TRANSFORM’s longitudinal project component involves working with an institutional leader on an issue of importance to both the institution and to the scholars’ leadership and professional goals. Davis said the longitudinal project is another novel part of TRANSFORM.
“As the leaders and scholars work in close conjunction throughout the year, leaders get to see firsthand what the scholars’ capabilities are,” she said. “The idea is to elevate scholars among their institutional leaders so that when opportunities for advancement arise, leaders have these scholars in mind. Sometimes leadership positions will come up and URM faculty aren’t considered because they’re not on the radar, even though they’re talented and capable.”
TRANSFORM is open to faculty members from institutions that have an AAMC membership. Pitt is one of the program’s sponsoring sites; the other sites include Meharry Medical College, Rutgers New Jersey Medical School, Oregon Health and Science University, and AAMC.
“This program involves a unique collaboration among several institutions to combine our expertise as we address the critical issue of enhancing diversity across senior leadership levels nationally,” said Murrell, who is also a professor of psychology and of public and international affairs. “The collective expertise and [the grant’s] five-year commitment represents an opportunity to create meaningful and inclusive change. This is truly a transformational, collective endeavor.”

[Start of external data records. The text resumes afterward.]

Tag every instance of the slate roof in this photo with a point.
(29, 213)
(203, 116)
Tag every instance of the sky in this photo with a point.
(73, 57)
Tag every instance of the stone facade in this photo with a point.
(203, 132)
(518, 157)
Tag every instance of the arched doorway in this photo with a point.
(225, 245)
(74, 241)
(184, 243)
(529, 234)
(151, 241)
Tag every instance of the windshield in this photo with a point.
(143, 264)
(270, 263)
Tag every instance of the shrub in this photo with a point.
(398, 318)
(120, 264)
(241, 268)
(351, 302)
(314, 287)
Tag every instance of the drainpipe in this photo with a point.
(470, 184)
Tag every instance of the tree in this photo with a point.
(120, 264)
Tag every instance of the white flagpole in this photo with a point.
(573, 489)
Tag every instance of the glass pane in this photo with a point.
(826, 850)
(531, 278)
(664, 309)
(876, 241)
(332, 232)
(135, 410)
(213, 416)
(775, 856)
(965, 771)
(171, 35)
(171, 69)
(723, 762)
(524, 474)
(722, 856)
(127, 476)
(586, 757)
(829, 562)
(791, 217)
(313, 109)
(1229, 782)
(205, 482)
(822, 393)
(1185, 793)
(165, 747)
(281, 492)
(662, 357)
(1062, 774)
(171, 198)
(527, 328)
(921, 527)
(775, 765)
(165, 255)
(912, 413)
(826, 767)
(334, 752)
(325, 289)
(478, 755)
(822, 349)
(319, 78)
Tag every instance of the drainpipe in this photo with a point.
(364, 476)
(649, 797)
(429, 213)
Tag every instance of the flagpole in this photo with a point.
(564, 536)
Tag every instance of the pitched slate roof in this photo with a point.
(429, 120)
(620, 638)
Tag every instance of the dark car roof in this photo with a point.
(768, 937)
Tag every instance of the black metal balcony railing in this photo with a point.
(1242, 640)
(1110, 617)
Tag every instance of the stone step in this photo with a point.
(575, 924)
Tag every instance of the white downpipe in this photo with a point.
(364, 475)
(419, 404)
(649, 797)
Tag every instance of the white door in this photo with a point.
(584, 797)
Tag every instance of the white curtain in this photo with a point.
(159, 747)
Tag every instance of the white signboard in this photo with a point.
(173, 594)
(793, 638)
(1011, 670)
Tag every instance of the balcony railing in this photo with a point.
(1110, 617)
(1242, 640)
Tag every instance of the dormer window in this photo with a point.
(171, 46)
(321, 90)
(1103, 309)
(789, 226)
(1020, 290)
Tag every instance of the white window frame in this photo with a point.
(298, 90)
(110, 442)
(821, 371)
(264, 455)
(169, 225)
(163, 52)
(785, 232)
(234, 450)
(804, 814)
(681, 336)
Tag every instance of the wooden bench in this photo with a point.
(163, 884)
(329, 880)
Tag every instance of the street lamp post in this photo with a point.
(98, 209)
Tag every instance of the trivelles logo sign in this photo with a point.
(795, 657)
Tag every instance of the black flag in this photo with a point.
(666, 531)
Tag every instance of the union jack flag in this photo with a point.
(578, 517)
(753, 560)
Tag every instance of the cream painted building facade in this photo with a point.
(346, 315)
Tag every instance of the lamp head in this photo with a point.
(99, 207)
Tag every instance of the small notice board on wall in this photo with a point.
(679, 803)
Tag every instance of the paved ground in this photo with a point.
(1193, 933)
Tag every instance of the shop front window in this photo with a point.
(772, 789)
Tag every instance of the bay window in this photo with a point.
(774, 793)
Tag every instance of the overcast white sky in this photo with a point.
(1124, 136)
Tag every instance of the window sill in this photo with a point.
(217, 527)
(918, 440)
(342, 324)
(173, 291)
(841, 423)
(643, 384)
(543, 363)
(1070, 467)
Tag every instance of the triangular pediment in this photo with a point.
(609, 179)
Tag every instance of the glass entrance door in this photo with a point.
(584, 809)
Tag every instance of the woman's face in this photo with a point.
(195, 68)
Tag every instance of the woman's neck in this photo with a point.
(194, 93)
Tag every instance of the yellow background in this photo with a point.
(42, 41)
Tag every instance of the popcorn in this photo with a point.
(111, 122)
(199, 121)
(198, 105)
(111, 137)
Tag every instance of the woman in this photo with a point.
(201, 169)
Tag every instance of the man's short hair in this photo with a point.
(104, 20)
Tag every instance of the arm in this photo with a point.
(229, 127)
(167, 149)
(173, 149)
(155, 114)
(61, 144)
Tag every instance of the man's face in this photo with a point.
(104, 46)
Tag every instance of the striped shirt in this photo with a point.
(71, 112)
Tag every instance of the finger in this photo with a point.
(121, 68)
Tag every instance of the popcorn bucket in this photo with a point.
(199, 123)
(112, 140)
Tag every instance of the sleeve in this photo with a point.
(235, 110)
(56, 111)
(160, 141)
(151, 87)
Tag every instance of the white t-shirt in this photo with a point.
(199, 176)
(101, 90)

Davis said she is also excited for the first cohort to begin and noted TRANSFORM’s importance.
“It said a lot about Pitt that we’re leading these efforts, particularly around trying to create a more diverse biomedical workforce, which is so important for science and medicine,” she said. “We’ve always been about training, mentoring and developing scientists and physicians; we do that well. Now, we want to make sure that we continue to strengthen that part of the pipeline that has been leaky for a long time.”